The Ultimate Guide to Intermittent Fasting
Thinking of following the trend? Here are a few things you need to know first.
With more and more evidence showing that it is an effective means for weight loss, intermittent fasting has grown in popularity within recent years. Its undeniable worldwide recognition is further backed by Google, naming it as the most popular searched diet term of 2019. With all the interest behind this health trend, let us learn more about the diet plan that is intermittent fasting.
What is Intermittent Fasting?
Intermittent Fasting is an eating pattern that lays out the schedule when you can eat and when you should fast. Rather than establish restrictions on what you should eat intermittent fasting gives you the guidelines on when you should do so.
The objective behind this eating plan is to give our bodies ample time to properly digest our food in between meals. Essentially, the food we eat is broken down into various stages. Upon reaching our small intestines, the enzymes from our pancreas and bile from our liver continue the digestive process. This is where carbohydrates, particularly sugars and refined grains are broken down into sugar, which we use for energy in our day-to-day activities.
The unused sugars are stored in our cells as fat, and these can be released through lower insulin levels, which our bodies are able to achieve when we are not eating. Simply put, the idea behind intermittent fasting is to allow the insulin levels to go down to the right levels for the amount of time necessary in order for us to burn off the stored fat.
By ensuring proper digestion and the release of stored fats in our cells, intermittent fasting is a powerful tool when it comes to weight loss. It also helps in reducing blood sugar, which in turn lowers the risk for type 2 diabetes. John Hopkins Medicine also cites better memory and improved heart health as some of the benefits of intermittent fasting. This is because it helps reduce LDL cholesterol, blood triglycerides, and insulin resistance. It also increases the brain hormone BDNF which is vital for keeping our neurons healthy and in creating new ones.
Intermittent Fasting Methods
There are several ways to go about intermittent fasting, and one of the most popular is the 16:8 method. This setup involves skipping breakfast and allotting only 8 hours as the window for consuming meals. For example, you can choose to eat only between the hours of noon to 8 p.m., or from 10 a.m. to 6 p.m., with the remaining 16 hours designated for fasting.
Another widely-practiced method is Eat-Stop-Eat - wherein you fast for 24 hours once or twice a week, such as when you skip dinner one day until dinner of the next day.

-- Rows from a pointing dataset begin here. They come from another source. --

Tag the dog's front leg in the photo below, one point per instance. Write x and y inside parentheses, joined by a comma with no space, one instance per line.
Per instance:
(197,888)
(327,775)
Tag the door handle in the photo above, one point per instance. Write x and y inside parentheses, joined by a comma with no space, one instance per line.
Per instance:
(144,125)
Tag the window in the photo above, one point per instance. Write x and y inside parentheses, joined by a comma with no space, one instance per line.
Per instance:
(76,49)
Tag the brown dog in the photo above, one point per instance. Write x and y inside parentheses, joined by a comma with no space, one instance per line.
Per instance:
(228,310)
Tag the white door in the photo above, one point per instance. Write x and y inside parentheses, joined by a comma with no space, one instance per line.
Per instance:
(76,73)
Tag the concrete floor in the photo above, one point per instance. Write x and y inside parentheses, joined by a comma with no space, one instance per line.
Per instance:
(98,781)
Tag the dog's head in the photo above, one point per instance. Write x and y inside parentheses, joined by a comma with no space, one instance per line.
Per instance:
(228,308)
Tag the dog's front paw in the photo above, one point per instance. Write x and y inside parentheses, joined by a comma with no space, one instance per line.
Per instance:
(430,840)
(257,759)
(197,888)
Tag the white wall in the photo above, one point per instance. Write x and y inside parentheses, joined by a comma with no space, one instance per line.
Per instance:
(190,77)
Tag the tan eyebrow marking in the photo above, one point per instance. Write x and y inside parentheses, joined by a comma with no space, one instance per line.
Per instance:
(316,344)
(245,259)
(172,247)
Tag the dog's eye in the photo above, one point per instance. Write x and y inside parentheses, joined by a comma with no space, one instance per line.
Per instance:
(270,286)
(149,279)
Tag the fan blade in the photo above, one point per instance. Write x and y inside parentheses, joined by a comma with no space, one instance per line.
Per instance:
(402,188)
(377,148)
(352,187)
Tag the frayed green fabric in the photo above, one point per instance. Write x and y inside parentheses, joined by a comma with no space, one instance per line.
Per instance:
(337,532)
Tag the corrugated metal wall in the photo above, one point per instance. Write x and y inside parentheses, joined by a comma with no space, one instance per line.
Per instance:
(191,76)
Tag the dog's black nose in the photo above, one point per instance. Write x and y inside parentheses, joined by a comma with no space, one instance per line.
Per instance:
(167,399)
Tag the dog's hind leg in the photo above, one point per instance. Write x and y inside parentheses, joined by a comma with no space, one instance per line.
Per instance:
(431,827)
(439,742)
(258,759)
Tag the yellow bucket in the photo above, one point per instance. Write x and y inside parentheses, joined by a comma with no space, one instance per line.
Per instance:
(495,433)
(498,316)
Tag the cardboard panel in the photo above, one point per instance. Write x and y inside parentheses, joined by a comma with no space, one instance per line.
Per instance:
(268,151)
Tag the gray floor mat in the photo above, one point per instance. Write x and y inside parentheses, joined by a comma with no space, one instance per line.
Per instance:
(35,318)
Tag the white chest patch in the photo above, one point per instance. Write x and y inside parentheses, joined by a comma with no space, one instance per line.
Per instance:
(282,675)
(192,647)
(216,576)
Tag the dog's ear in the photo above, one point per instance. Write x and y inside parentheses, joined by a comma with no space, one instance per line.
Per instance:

Popularized by British journalist Michael Mosley, the 5:2 diet is also well-known among intermittent fasting practitioners. To do this, you restrict your calorie consumption to 500 – 600 for two non-consecutive days of the week.
Being able to eat normally is part of the appeal of intermittent fasting but in order to maximize the benefits of this plan, a varied and healthy diet is recommended. Complex and unrefined carbohydrates are good, such as whole grains, leafy greens, lean protein, and healthy fats. Avoiding too much sugar and refined grains can also go a long way.
Keeping It Safe
Before embarking on intermittent fasting, it is best to determine whether this meal plan will be personally beneficial to you. If you are underweight, have a history of eating disorders, or have other medical concerns, make sure that you consult with a health professional first. Children and teens under 18 and pregnant or breastfeeding women are also discouraged to take on intermittent fasting.
Bear in mind that setting up an intermittent fasting meal plan can entail hunger at particular times. You may also feel weak because of this, so make sure that you monitor how your body reacts when you are doing your intermittent fasting.